In 1917, Catholic priest Father Edward Flanagan felt compassion for the orphan boys he had seen in the streets of Omaha, Nebraska. So, he borrowed $90 from a friend and rented a house that eventually became the organization called “Boy’s Town”. Since then, 1,000s of boys have been helped by the orphanage. But in 1918, a young polio victim named Howard Loomis arrived in Boy’s Town, having been abandoned by his mother. Being a polio victim, Howard had to walk with metal braces on his legs, but going up and downstairs was impossible for him to do alone. Not a problem; many of the older and stronger boys would simply carry Howard up and down the stairs when needed. One day, Father Flanagan noticed one of these acts of kindness, and asked the boy who was carrying Howard if he was heavy. The boy, Reuben Granger replied, “He ain’t heavy, Father, he’s m’ brother.” What a perfect illustration of Galatians 6:2, where Paul says, “Bear one another’s burden, and so fulfill the command of Christ.” Young Reuben Granger didn’t view carrying Howard as a burden, because of his love for his friend. But Howard could never have carried the burden of stairs by himself.
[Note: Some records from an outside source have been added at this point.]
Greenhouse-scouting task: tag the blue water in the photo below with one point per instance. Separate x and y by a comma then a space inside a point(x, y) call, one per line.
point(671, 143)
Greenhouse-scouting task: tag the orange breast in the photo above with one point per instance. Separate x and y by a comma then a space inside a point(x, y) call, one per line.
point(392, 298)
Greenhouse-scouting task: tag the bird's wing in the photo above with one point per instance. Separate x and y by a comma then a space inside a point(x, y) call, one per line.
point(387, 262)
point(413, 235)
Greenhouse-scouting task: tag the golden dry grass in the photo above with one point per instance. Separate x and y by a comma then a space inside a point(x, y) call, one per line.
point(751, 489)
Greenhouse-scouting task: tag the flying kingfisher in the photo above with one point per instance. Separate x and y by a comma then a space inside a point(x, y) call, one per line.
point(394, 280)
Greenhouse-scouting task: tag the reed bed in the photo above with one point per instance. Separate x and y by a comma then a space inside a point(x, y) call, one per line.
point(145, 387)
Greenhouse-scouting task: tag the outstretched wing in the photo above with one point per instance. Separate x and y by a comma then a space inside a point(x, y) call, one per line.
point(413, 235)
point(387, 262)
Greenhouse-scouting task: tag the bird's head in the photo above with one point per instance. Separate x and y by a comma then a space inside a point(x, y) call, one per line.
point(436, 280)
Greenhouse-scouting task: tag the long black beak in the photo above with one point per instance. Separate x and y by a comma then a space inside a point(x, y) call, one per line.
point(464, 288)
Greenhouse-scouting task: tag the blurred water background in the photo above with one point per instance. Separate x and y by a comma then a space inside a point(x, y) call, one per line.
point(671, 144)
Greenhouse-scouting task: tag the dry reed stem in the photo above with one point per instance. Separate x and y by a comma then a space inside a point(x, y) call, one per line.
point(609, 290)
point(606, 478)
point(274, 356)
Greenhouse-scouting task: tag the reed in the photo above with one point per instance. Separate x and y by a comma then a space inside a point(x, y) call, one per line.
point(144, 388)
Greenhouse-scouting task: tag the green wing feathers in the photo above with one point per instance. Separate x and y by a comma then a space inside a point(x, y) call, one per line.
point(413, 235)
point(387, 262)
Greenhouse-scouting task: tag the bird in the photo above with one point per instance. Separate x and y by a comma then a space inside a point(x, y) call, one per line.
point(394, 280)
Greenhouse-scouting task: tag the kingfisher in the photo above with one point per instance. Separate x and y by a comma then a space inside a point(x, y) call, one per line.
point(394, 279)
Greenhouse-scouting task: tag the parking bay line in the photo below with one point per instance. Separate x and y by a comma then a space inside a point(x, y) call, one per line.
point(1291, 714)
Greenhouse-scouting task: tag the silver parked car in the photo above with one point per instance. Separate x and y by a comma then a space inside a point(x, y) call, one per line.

The burdens referred to in this verse aren’t those responsibilities we all have. Schoolwork, cooking, jobs, family matters, personal health are all things we are responsible for. The burdens Paul speaks of are those extra burdens that are added and are not our fault nor result of a choice we have made. We have all been feeling extra burdens of late. Especially at this time when normal isn’t normal. Perhaps we feel frustrated, angry, or sad because of the situations we’ve had thrown on us. Personally, I have started feeling a little sad of late. I want to go back to the way things were. One reason I knew it was time for me to retire from teaching was that I just couldn’t stand being in one classroom all day. And now, how ironic! Except I love and enjoy my wife more than the students, and she most certainly smells better than a room of 6th graders! If you are feeling a little off like me, we must remember who bore our burden of sin, who walks with us daily, and hears our prayers and is aware of our situations.
But how does helping bear burdens fulfill the law of Christ? Because He told us to love one another (John 13:34-35). And love means getting involved when things are good and when things are bad. Remember, we are not in this alone. God is with us, and we have our brothers and sisters with us virtually at times. If you feel lonely, call someone. If you need help, ask someone. They may be feeling the same way.
Well, thanks for reading. I hope to see you all in person soon. Stay safe! And as always, it’s Friday, but Sunday’s coming.